Kopfüber-Kolumne

Über das Leben in der Pandemie III

Malte Schönfeld Veröffentlicht am 15.07.2020
Über das Leben in der Pandemie III

Erstmal einen schwarzen Kaffee! KURT-Mitarbeiter Malte Schönfeld schreibt in seinem Tagebuch über das Leben in der Pandemie.

Foto: Pixabay

  1. Juni: Facetime eine Stunde mit meinem besten Freund FMB, der heute Geburtstag hat. Das Gespräch wertet den Tag ungemein auf, ohne dass ich weiß, woran das liegen könnte. Manche Dinge sind einfach so.

  2. Juni: Treffen mit meinem alten Studienfreund Ferdinand Rösbacher, den ich bei einem Auslandssemester an der London School of Economics and Political Science kennenlernen durfte. Rösbacher trägt einen engen Leinenanzug von Club of Gents mit absteigendem Revers und Kragensteg mit Lederausputz und trinkt einen jahrgangslosen Cava Brut Reserva Heredad, ich trage das dezente Joop-Modell Herby-Blayr (gefertigt in der portugiesischen Weberei Paulo Oliveira) und dazu eine Pantobrille aus Fensterglas. Rösbacher fragt mich, ob er einen Großteil seiner Kleinstinvestitionen abstoßen sollte, und ich bestelle die dritte Flasche kalten Riesling und antworte mit dem alten Börsen-Spruch: „Sell in May and go away, but remember to come back in September“, und wir lachen beide. Ich schätze unsere selten gewordenen Treffen wirklich sehr.

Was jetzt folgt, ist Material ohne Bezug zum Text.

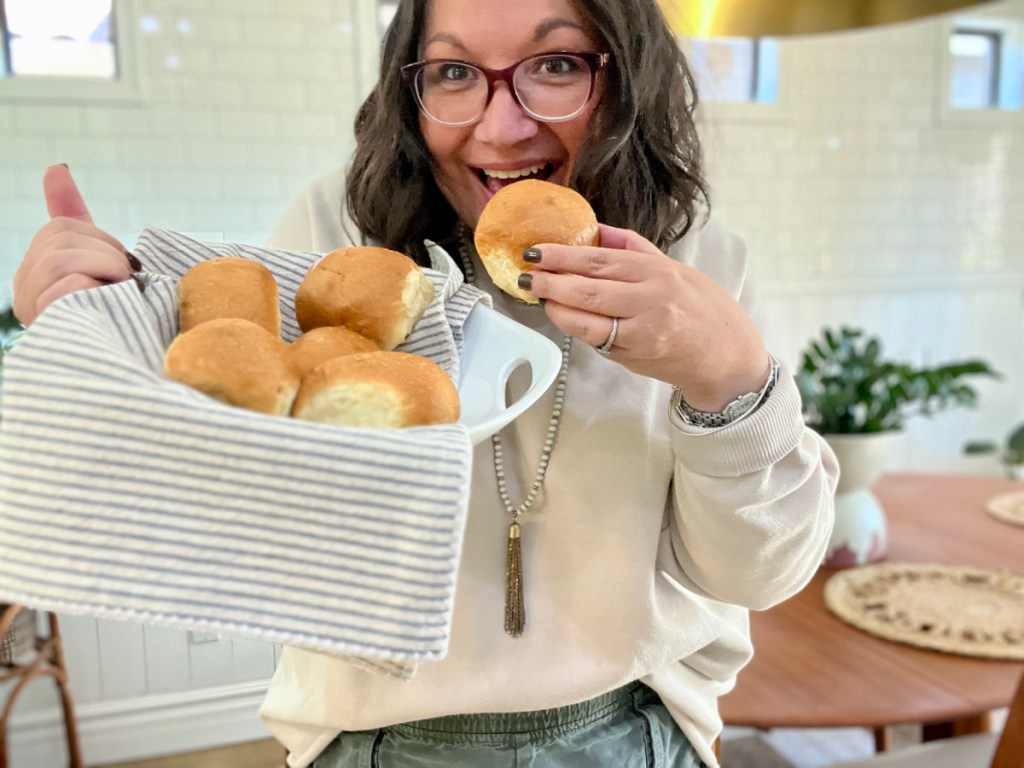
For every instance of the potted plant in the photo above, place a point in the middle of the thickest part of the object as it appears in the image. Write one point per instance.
(857, 400)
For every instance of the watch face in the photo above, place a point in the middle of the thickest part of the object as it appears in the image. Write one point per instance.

  3. Juni: Wache auf mit einem Mordskater. Mache mir einen starken schwarzen Kaffee, genehmige mir eine eiskalte Dusche und nutze eine speziell auf meinen Hauttyp angefertigte Peeling-Creme, schlucke eine 400 Milligramm Ibuprofen, und als die Kopfschmerzen trotzdem drohen, meine Stirn von innen aufzubrechen, setze ich mich auf den sonnigen Balkon und döse nur mit einer Badehose bekleidet vor mich hin. Abends eine Doku mit dem schönen Titel „Hitlers Meereskämpfer – Kampfschwimmer und Torpedomänner im Zweiten Weltkrieg“. Tiefer, endloser Schlaf.

  4. Juni: Verbringe den halben Tag damit, die Blätter meines Ficus Benjamini zu entstauben.

  5. Juni: Sitze im Zug und treffe ein befreundetes Pärchen. Sie, nickt viel und ist besonders freundlich. Er, trägt seine Mund-Nasen-Maske unter dem Kinn. Einigermaßen peinlich. Frage mich, was das zu bedeuten hat und ob ich ihn darauf aufmerksam machen sollte. Lasse es bleiben. Lasse ist übrigens ein schöner Vorname, das nur am Rande.

  6. Juni: Feststellung: Je seltener ich nach Gifhorn komme, desto mehr verändert sich diese Stadt meiner Kindheit. Wenn man immer an ein und demselben Ort bleibt, bekommt man die Bewegung gar nicht mit. So wie Eltern es nicht merken, wie schnell ihr Neugeborenes in die Höhe schießt. Erlaube mir für einen kurzen Moment väterliche Gefühle, die ich aber wieder schnell beiseite schiebe.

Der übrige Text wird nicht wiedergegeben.